Ben Godward is the wild man of Brooklyn sculpture. Working with quick-drying foam, he creates colorful accretions that often absorb whatever detritus happens to be in the path of his Superfund creations. The plastic cups that he uses to mix his two-part urethane medium lodge into the sides of his swamp things as he flips and turns them into their final state. The casualness of their making and the colors of their execution are all absorbed into the final work, which is part performance and part product. A few years ago I watched him build a molten tower during the first half of a performance of Norte Maar’s “Brooklyn Combine” at the Brooklyn Museum, only to see him chop the thing apart and hand the pieces out to the audience in the second.

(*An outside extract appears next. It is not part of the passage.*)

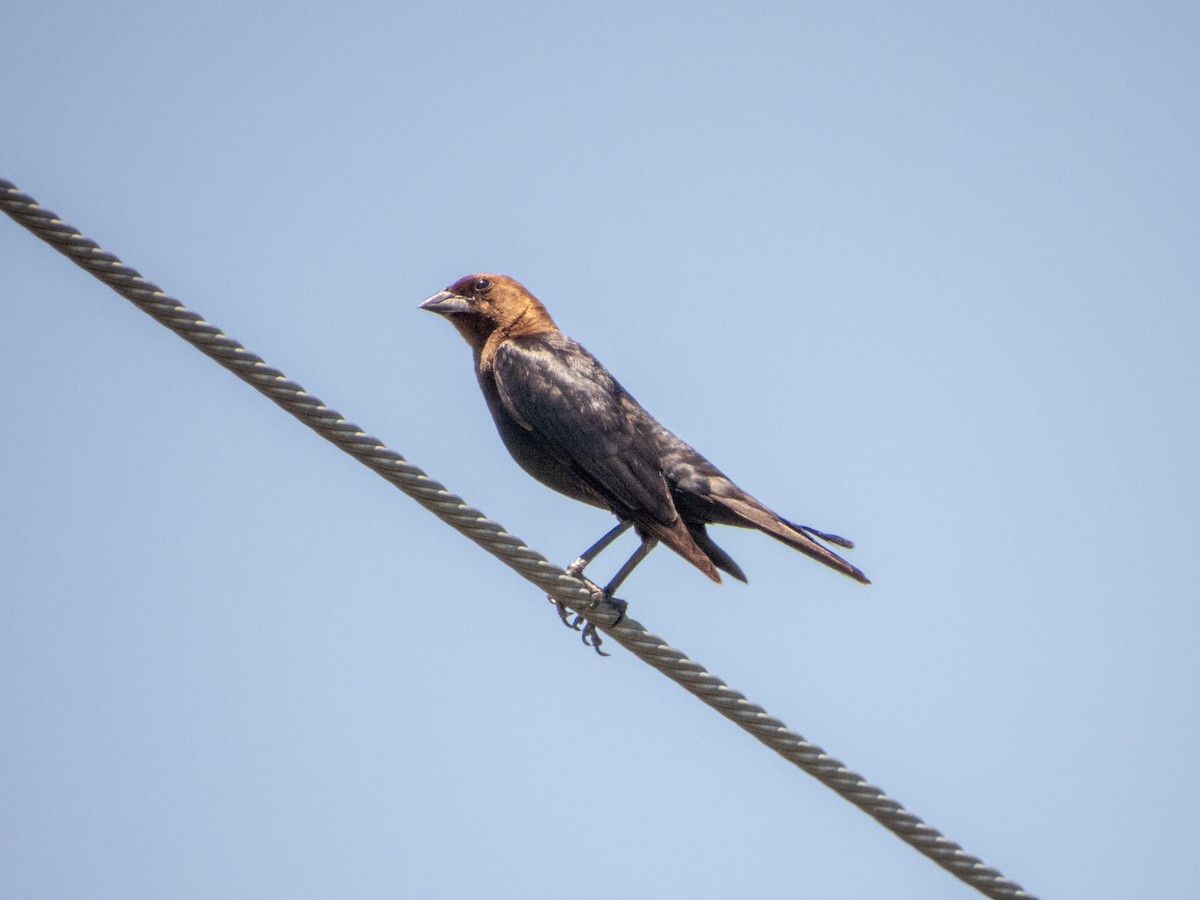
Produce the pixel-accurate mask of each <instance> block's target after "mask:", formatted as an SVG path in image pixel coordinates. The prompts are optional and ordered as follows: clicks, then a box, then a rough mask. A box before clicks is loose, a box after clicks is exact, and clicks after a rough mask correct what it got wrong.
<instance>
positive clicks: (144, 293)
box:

“Ben Godward: Sculptures,” now at Sean Scully Studio in Chelsea, is therefore both a departure from and a continuation of these wild beginnings.2 Working with liquid urethane resin, rather than the foaming variety, Godward has poured his medium into box molds, drying them into sheets. The results compress his wild expression into silky panels that resemble stained glass, all built out of layers of translucent pigment. Propped up against the studio walls (in the case of the larger panels) or arranged standing in series (in the case of several smaller compositions), the objects occupy a space between sculpture and painting. In their swirling colors, they also recall abstracted landscapes, like rays of light, or sedimentary rock.

There’s much to see in these absorbing creations, even if they miss out on some of Godward’s reckless spontaneity and the flotsam and jetsam of his more free-form sculptures. A stand-alone object here called Aspirational Sculpture (2018), made of a dirty ladder with urethane panels poured between the rungs, seems the most “Godward” of the lot. And, indeed, his name is scrawled right on its side.

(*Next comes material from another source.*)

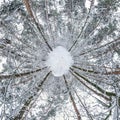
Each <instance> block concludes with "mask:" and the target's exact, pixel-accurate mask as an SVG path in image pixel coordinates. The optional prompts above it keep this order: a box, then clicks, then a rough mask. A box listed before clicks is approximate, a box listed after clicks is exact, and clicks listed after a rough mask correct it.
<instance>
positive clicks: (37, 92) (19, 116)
mask: <svg viewBox="0 0 120 120" xmlns="http://www.w3.org/2000/svg"><path fill="white" fill-rule="evenodd" d="M50 73H51V72H49V73H48V74H47V75H46V76H45V78H44V79H43V81H42V82H40V83H39V85H38V86H37V87H35V90H37V93H38V92H39V91H40V89H41V87H42V86H43V84H44V82H45V81H46V80H47V78H48V76H49V75H50ZM37 93H36V94H34V96H33V95H32V96H30V97H29V98H28V99H27V101H26V102H25V103H24V105H23V107H22V108H21V110H20V112H19V114H18V115H16V116H15V117H14V119H13V120H23V116H24V114H25V112H26V110H27V108H28V107H29V105H30V104H31V102H32V101H33V100H34V97H35V96H36V95H37Z"/></svg>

Installation vew, “Katherine Bernhardt: Green” at Canada. Photo: Canada

Installation vew, “Katherine Bernhardt: Green” at Canada. Photo: Canada

If “Brooklyn Color School” isn’t yet a popular coinage, it’s time we made it one. The Brooklyn-based painter Katherine Bernhardt deploys color that is fast and heated, part Matisse, part Myrtle Avenue. At Canada, a Lower East Side gallery that has been exhibiting another Brooklyn Katherine (Bradford) to great success, Bernhardt uses acrylic and spray paint to lay down a complex matrix of images, often on enormous scale, often (it would seem) in the time it might take for the next elevated J Train to come screeching into the station.3

The results can be visual explosions glimpsed from a passing window. The best are semi-sensical jumbles, such as the cigarettes, smoothies, watermelons, and birds that populate her expansive Direct Flight (2017). Lima Cola (2017) is a similar rebus of Coke bottles, r2d2s, and Stormtroopers, all in the vibrant complementary colors of blue and red. Up close, her paint soaks and drips. Farther back, her images read as coded messages you just about get. Only in the middle do some paintings fall flat, such as her smaller portraits of Stormtrooper + Round Watermelons #1 (2017) and Dole + Darth Vader (2017). Here you just wish the compositions had the space to go fully bananas.

1 “Ann Purcell: Caravan Series” opened at Berry Campbell, New York, on January 4 and remains on view through February 3, 2018.

2 “Ben Godward: Sculptures” opened at Sean Scully Studio, New York, on January 4 and remains on view through February 8, 2018.

3 “Katherine Bernhardt: Green” opened at Canada, New York, on January 5 and remains on view through February 11, 2018.